Toujours lié à Valeurs Nationales, le collectif d’extrême droite En Colère, dont le fief se trouve à Mouscron, avait annoncé qu’il allait y être présent. Il y sera bien, conduit par son fondateur en personne, Grégory Bourguignon, accompagné de deux autres nervis de ce collectif, Pascal Cornet et Jérémie F.

Depuis la fin des années 1990, Grégory Bourguignon est bien connu comme un activiste d’extrême droite qui est passé de chapelle en chapelle, du groupe L’Assaut au Front national belge, en passant à Agir (premier du nom), Mouvement Ref et Mouvement Nation. De retour au sein de ce dernier, après quelques années d’hibernation politique, il en fut à nouveau exclu. En janvier 2020, il participa avec son groupe anti-migrants, « Mouscron en colère », au congrès de fondation du Parti national européen (PNE), avant de s’en faire exclure pour « racisme ». Depuis, Bourguignon s’active intensément dans le collectif En Colère, cofondé en été dernier avec d’autres de Nation.

Pascal Cornet est l’un des nombreux ex-secrétaires généraux de ce dernier qu’il quitta avec le groupe interne « Racines », après sa condamnation en 2015 pour le tabassage d’un SDF polonais qui suivi une action anti-migrants de Nation, organisée avec des identitaires flamands. Cornet fut parmi les cofondateurs du PNE, mais depuis plusieurs mois avait disparu de ses rangs. Il est réapparu dans le Bois de la Cambre avec le collectif En Colère. Quant à Jérémie F., il s’agit également d’un autre ancien affilié de Nation. Piètre militant, il a fait l’objet d’une « Note de sécurité » interne pour des soupçons de contacts avec la Sûreté de l’État. Comme Cornet, Jérémie F. est alors un des activistes du groupe Racines. Dans la notice de fichage de Nation, il est mentionné : « Racines, en tant que ‘’scission’’ de NATION intéresse bien évidemment les services de renseignement car ils veulent savoir si ce groupe ne serait pas tenté par des aventures plus radicales » (réf. : « Note de sécurité 1302, N17/0213002/D5/DR, Diffusion DR »). Nous reviendrons prochainement dans une enquête exclusive sur le fichage politique de militants de Nation opérée par sa direction. 

 

NATIONALISTES FLAMANDS

Des activistes de l’extrême droite flamande seront également dans la journée du samedi premier mai repérés dans le Bois de la Cambre. Identifiables sous les allures d’émeutiers classiques (survêtements sportifs, capuches, cagoules et gants noirs), notre réseau flamand partenaire a observé la présence de membres du Voorpost, du Vlaams Collectief, de SOS Vrijheid & Recht, du Project Yggdrasil Waasland (PYW, ex-Vlaanderen Identitair, VLI), d’actuels affiliés ou d’anciens du Vlaams BelangComme pour La Boum 1, ReactNieuwsa couvert en détail l’édition deux de celle-ci. Ce web-média nationaliste d’extrême droite considère cet événement comme « une révolte de jeunes blancs contre l’État ». Parmi ses rédacteurs, il y a le chef du PYW.

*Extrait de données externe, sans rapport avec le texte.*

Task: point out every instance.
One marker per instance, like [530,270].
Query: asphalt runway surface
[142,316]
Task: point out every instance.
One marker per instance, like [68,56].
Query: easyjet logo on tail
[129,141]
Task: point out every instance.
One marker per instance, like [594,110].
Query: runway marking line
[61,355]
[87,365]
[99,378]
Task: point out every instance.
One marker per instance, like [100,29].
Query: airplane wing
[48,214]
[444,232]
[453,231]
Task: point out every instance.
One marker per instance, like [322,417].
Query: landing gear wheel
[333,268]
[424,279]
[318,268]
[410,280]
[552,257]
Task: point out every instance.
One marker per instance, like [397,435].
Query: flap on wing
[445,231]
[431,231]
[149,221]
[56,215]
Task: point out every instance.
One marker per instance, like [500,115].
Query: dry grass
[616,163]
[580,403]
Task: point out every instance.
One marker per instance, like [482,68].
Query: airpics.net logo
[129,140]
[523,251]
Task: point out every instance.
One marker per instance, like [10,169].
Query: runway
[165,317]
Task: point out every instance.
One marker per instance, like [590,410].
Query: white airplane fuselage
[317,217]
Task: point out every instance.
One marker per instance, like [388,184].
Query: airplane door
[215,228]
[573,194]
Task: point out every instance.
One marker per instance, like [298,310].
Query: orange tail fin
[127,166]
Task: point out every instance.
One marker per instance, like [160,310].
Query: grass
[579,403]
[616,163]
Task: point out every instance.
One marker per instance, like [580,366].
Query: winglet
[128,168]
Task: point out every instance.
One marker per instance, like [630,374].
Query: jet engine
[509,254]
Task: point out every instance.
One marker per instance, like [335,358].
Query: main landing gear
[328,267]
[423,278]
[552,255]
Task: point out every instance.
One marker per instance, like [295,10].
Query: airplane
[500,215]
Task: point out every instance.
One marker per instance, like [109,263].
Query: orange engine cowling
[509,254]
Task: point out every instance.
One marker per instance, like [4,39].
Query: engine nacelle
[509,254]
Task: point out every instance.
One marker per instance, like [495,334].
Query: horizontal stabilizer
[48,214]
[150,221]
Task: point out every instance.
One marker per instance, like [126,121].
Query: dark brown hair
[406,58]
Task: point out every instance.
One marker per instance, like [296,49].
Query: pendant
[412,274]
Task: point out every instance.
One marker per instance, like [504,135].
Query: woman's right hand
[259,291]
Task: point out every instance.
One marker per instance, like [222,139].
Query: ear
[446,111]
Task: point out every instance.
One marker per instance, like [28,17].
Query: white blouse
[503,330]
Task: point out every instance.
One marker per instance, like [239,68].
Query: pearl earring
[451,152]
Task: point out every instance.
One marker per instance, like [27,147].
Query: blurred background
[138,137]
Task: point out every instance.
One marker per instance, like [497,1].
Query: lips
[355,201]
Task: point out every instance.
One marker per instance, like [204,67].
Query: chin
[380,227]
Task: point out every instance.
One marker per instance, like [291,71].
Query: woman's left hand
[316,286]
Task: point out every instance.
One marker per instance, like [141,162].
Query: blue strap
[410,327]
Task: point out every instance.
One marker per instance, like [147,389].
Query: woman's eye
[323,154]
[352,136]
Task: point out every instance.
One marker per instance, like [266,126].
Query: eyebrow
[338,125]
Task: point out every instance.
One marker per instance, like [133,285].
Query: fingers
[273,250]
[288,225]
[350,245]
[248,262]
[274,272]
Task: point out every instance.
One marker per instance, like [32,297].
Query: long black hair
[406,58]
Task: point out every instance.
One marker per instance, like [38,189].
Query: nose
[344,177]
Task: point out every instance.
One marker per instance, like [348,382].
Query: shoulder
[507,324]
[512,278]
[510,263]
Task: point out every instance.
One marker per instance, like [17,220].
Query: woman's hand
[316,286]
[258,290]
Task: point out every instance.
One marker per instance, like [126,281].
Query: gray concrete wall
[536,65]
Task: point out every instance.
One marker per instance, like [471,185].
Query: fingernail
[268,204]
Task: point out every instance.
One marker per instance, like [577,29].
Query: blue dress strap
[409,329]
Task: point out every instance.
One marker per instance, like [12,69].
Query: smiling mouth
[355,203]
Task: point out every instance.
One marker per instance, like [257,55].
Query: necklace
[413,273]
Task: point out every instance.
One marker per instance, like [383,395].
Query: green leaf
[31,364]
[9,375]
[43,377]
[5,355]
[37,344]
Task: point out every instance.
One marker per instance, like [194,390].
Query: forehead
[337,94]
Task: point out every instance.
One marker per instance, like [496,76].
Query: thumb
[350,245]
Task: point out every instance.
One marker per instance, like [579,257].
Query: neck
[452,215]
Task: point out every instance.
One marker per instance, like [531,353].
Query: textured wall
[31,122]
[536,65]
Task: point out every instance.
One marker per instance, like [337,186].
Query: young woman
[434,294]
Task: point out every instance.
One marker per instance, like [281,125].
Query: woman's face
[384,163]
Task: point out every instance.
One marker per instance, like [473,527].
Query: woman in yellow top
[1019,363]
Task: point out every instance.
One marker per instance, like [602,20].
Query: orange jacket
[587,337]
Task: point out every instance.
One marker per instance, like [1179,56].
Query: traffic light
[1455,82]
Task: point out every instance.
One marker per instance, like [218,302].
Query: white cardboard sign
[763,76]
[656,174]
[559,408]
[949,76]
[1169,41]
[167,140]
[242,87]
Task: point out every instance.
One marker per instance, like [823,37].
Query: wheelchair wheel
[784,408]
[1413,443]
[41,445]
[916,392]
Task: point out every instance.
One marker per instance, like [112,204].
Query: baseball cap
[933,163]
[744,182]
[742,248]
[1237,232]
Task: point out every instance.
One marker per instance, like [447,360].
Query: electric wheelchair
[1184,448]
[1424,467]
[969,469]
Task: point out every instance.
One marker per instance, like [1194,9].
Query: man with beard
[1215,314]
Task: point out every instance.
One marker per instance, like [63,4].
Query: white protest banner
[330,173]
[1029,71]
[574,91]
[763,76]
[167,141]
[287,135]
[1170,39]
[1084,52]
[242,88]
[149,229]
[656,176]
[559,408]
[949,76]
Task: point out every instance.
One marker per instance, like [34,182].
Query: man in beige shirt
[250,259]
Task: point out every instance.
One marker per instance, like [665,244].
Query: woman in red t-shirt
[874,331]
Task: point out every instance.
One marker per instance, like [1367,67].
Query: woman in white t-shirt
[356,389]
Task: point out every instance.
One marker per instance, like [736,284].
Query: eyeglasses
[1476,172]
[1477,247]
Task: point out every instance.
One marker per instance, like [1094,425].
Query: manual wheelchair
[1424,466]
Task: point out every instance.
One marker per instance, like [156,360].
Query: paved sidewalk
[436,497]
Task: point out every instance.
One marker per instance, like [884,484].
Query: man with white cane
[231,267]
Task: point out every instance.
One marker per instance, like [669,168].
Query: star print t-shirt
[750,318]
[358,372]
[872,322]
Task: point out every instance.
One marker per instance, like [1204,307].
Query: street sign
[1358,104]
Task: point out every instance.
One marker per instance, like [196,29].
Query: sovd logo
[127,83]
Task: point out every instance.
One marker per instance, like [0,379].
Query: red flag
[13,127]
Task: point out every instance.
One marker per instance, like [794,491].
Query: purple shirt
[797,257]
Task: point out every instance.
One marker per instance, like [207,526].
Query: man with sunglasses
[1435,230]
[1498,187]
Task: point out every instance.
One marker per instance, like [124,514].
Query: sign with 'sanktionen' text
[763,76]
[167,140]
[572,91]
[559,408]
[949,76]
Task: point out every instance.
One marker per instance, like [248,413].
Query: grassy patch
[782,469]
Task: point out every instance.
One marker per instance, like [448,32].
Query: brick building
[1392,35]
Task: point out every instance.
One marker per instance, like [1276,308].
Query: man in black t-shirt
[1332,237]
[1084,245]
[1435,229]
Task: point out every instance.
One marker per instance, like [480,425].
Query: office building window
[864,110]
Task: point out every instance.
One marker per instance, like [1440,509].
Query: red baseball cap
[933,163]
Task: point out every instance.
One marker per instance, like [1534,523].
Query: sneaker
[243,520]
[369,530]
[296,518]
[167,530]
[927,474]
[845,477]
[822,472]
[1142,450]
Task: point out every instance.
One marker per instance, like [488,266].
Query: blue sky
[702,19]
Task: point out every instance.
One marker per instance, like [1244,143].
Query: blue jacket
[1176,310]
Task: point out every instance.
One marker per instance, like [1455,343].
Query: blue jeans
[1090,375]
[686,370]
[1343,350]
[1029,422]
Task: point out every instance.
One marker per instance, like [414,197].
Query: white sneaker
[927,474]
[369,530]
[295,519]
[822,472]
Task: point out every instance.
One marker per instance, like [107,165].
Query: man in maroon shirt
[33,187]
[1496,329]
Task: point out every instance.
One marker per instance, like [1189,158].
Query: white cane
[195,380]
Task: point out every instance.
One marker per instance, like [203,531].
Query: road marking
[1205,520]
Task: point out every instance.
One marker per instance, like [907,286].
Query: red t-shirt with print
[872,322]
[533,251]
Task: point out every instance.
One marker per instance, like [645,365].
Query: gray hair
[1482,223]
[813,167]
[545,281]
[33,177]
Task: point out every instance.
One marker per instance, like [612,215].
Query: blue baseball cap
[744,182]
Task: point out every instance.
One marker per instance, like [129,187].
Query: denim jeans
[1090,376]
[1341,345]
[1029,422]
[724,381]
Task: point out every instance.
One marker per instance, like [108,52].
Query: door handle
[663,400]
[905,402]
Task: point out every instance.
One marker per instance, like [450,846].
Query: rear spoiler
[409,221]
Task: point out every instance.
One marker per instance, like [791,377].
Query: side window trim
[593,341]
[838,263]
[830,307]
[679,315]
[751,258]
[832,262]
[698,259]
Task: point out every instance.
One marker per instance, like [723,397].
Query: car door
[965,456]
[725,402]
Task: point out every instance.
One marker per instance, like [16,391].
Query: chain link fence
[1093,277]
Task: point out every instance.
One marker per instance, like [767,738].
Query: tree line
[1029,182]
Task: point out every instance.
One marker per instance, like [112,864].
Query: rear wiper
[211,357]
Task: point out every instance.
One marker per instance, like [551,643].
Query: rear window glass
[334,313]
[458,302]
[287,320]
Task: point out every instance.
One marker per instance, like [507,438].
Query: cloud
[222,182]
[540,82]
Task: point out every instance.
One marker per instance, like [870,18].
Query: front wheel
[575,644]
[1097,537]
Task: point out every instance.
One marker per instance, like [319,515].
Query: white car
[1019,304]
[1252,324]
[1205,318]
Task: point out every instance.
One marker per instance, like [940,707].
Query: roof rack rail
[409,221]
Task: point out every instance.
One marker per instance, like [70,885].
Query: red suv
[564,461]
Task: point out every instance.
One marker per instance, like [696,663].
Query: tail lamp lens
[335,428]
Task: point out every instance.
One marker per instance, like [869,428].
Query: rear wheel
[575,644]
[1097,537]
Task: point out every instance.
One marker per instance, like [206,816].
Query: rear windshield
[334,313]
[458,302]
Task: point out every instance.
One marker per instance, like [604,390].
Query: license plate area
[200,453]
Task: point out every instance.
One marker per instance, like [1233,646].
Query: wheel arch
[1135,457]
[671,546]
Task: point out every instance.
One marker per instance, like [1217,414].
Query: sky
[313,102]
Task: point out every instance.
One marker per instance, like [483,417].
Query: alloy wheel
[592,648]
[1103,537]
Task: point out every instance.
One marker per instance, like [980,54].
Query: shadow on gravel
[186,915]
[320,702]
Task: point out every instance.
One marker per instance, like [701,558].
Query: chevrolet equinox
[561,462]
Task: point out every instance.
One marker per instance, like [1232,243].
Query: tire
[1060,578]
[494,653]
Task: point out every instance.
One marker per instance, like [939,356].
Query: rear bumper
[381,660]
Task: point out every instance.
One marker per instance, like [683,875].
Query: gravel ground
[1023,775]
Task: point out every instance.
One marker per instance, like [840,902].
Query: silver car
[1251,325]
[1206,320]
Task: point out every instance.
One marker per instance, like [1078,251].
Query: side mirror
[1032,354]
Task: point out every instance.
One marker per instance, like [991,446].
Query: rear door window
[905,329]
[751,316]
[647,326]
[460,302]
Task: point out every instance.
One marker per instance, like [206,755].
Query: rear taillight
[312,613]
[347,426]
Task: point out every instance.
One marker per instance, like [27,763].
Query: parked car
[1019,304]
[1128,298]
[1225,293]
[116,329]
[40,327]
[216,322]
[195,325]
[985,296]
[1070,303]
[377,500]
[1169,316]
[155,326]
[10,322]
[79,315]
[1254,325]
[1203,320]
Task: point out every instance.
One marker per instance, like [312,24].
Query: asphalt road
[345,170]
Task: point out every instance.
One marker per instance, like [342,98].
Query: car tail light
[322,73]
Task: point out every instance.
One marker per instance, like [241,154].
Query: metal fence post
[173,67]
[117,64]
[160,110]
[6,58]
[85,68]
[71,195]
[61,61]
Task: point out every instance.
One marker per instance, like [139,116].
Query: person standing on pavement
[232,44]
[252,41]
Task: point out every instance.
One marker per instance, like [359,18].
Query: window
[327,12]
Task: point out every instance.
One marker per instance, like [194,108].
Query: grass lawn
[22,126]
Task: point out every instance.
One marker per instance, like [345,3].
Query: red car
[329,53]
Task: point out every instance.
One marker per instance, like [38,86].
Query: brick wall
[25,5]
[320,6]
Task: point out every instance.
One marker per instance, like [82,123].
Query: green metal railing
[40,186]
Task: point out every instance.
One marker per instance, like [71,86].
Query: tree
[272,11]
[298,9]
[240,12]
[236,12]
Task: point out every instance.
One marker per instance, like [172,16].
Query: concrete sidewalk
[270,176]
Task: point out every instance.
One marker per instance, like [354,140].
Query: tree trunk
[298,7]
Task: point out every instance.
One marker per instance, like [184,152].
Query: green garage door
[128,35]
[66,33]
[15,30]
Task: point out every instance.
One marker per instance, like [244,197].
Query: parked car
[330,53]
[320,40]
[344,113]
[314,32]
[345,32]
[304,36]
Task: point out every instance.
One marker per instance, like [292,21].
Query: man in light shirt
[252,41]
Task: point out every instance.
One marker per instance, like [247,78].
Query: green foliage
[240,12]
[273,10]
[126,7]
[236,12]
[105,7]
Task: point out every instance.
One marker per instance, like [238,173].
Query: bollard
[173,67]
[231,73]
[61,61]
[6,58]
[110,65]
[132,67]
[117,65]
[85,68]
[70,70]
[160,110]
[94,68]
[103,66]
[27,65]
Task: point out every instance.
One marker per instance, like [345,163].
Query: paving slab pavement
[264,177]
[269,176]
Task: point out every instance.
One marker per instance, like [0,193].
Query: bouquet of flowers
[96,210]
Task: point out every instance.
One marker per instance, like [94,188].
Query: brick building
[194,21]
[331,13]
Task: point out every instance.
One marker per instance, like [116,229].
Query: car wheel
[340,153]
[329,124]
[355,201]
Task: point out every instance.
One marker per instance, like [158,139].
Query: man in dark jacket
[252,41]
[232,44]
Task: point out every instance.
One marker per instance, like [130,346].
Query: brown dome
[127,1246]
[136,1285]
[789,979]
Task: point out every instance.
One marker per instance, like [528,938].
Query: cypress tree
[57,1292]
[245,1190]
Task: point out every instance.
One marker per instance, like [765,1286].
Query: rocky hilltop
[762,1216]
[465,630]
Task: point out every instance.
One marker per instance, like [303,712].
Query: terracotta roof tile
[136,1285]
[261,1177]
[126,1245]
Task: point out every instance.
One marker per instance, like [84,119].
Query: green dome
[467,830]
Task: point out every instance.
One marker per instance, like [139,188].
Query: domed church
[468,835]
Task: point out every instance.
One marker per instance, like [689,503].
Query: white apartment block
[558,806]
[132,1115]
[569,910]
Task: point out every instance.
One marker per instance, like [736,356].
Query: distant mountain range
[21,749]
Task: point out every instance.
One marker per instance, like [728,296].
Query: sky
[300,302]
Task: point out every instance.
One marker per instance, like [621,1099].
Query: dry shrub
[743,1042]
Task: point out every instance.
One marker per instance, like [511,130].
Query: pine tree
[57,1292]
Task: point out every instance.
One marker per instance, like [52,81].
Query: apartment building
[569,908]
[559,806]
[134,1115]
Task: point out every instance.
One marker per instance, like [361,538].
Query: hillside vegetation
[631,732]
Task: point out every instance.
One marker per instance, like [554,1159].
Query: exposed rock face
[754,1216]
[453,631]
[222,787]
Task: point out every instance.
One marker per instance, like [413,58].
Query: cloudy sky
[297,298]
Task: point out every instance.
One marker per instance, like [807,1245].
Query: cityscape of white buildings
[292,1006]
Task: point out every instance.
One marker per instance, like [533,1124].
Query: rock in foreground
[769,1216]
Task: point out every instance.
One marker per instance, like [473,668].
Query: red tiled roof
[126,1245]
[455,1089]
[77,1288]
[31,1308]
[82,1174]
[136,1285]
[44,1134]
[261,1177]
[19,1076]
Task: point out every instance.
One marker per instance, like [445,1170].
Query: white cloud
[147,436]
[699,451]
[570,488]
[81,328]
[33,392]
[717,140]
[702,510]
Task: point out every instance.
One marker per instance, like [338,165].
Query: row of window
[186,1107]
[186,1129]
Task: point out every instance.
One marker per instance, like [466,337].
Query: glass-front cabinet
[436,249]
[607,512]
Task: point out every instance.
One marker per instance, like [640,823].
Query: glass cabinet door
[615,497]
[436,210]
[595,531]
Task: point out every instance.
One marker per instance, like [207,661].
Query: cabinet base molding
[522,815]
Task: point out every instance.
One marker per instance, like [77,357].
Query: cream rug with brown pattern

Dans les environs, se trouvait aussi un caporal-chef retraité de l’Armée belge, en béret et veste militaire, du nom de Jean-Paul Briers. Les électeurs de Zonhoven, une petite commune dans la province du Limbourg, se souviennent de lui, en octobre 2018, comme candidat de la liste locale du Vlaams Belang.

Non loin des petits groupes extrémistes de droite présents, comme par hasard, des banderoles sur lesquels étaient inscrits des slogans antivaccins, antimédias, poujadistes et dénonçant un complot de la franc-maçonnerie s’y trouvaient.

Outre l’extrême droite pure et dure, le samedi 1er mai dans le bois bruxellois déambulaient encore d’autres représentants de la droite populiste.

 

NOIR-JAUNE-ROUGE

Dans la foule, se distinguait ainsi Frédéric Baugniet, alias « Fred Bonnier » ou « Fred Pan Pan », cofondateur du parti poujadiste groupusculaire United people(UP). Acquis totalement aux thèses conspirationnistes, il dénonce la « dictature sanitaire ». Fondé il y a un an, l’objectif d’UP est d’être « une association citoyenne, née de la contestation populaire au regard des dysfonctionnements dans la gestion de crise sanitaire Covid-19 en Belgique et dans le monde. »

Sur Facebook, Baugniet est soutenu par un autre fana des thèses complotistes, le « lifeur » Gabriel M., connu au sein de l’extrême droite pour avoir appartenu au réseau confidentiel antimuslmans d’apprentis barbouzes, « Noir-Jaune-Rouge », mis en place par un ex-membre de Nation, Alain A. Ce Gabriel M. est depuis membre de l’association Valeurs Nationales.


 

Plusieurs bandes d’ultras de clubs de football étaient présentes au Bois de la Cambre pour affronter la police et tabasser des jeunes « pacifistes » et des « immigrés ». Doc. RIDAF-Molenbeek.


CONSEILLER COMMUNAL MR

Trois jours après La Boum 2, les journaux du groupe Sud Presse vont révéler la présence d’un conseiller communal du MR, Julien R. Cet élu du Mouvement réformateur, le parti libéral francophone, s’est adonné à des propos violents contre la police. Dans le bois de la Cambre, il portait un t-shirt orange avec un lion flamand où figuraient en-dessous les initiales « KNVB ». Ce sont celles de la Koninklijke Nederlandse Voetbal Bond, la Fédération hollandaise de football. Quelques amis l’accompagnaient. Comme lui avec des gants de combat.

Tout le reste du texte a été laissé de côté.